- Solutions
- AI Accelerators
- Starter: Predicting Flight Delays
Starter: Predicting Flight Delays
This accelerator aims to assist DataRobot trial users by providing a guided walkthough of the trial experience. DataRobot suggests that you complete the Flight Delays sample use case in the graphical user interface first, and then return to this accelerator.
Request a DemoIn this notebook, you will:
- Create a use case folder.
- Import data from an S3 bucket (this differs from the in-software walkthrough tutorial).
- Perform a data wrangling operation to create the target feature with code (this also differs from the in-software walkthrough tutorial).

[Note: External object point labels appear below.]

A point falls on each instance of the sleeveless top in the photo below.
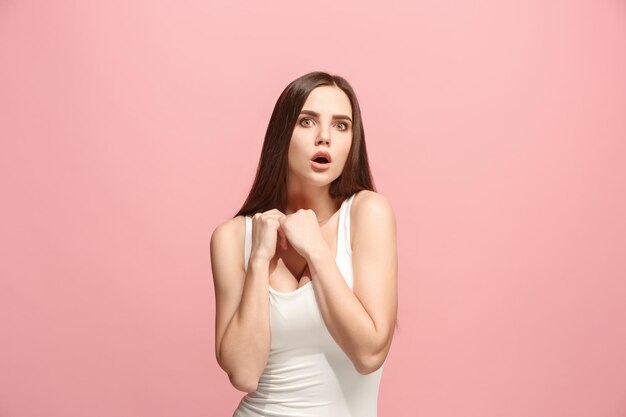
(307, 374)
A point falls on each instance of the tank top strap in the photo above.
(247, 242)
(344, 225)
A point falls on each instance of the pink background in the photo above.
(130, 129)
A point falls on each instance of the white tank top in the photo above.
(307, 373)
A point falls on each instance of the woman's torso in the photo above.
(307, 373)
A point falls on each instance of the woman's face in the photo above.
(324, 124)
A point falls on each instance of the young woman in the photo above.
(305, 274)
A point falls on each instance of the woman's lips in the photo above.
(320, 167)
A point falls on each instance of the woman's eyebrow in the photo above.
(335, 116)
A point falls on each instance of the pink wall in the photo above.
(130, 129)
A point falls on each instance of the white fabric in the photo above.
(307, 373)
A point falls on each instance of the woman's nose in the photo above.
(324, 135)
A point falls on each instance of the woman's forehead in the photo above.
(328, 100)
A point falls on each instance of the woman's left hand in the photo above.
(303, 232)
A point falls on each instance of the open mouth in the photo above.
(321, 160)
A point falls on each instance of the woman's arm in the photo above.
(242, 326)
(361, 322)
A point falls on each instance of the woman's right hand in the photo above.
(266, 230)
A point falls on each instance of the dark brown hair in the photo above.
(269, 188)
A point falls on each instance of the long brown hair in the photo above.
(269, 189)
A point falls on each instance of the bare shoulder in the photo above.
(371, 210)
(227, 242)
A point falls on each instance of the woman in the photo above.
(305, 274)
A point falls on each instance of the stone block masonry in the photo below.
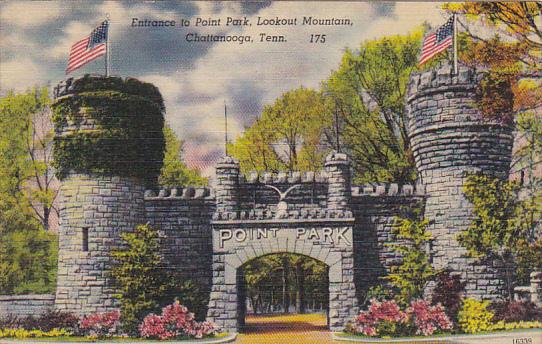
(450, 139)
(207, 235)
(94, 211)
(183, 218)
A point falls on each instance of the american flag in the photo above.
(89, 48)
(437, 41)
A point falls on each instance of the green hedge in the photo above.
(115, 128)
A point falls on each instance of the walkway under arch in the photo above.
(236, 242)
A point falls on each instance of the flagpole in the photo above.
(225, 129)
(107, 46)
(455, 43)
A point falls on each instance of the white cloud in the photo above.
(30, 13)
(271, 68)
(21, 74)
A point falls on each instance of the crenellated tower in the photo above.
(108, 147)
(451, 139)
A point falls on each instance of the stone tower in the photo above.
(108, 147)
(450, 139)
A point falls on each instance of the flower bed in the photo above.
(174, 323)
(386, 319)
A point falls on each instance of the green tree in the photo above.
(287, 136)
(411, 275)
(502, 222)
(174, 171)
(278, 280)
(368, 92)
(27, 253)
(143, 283)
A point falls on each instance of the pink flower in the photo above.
(174, 322)
(428, 319)
(101, 325)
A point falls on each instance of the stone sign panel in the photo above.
(236, 242)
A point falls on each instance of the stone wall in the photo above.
(183, 216)
(104, 207)
(450, 139)
(25, 305)
(374, 208)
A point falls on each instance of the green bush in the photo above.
(474, 317)
(143, 282)
(125, 138)
(411, 275)
(28, 262)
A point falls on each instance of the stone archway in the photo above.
(236, 242)
(270, 298)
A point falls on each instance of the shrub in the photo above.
(474, 317)
(20, 333)
(515, 311)
(142, 285)
(379, 293)
(448, 292)
(381, 319)
(101, 325)
(175, 322)
(127, 140)
(387, 319)
(415, 270)
(501, 325)
(428, 319)
(51, 319)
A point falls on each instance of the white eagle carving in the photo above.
(282, 206)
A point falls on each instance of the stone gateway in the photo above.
(209, 234)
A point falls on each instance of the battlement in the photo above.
(268, 177)
(391, 189)
(441, 79)
(188, 192)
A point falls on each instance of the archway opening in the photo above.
(283, 292)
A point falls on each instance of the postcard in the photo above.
(270, 171)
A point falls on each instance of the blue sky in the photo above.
(196, 78)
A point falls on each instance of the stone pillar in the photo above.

- Register the wrangled data set.
- Explore the new data set.
- Create an experiment and allow DataRobot automation to populate it with many modeling pipelines.
- Explore model insights for the best performing model.
- View the modeling pipeline for the best performing model.
- Register a model in the Model Registry.
- Configure a deployment.
- Create a deployment.
- Make predictions using the deployment.
- Review deployment metrics.
Data source
Information on flight delays is made available by the Bureau of Transportation Statistics. DataRobot downloaded data from this website in April 2023 and made minor modifications to prepare it for use in this accelerator.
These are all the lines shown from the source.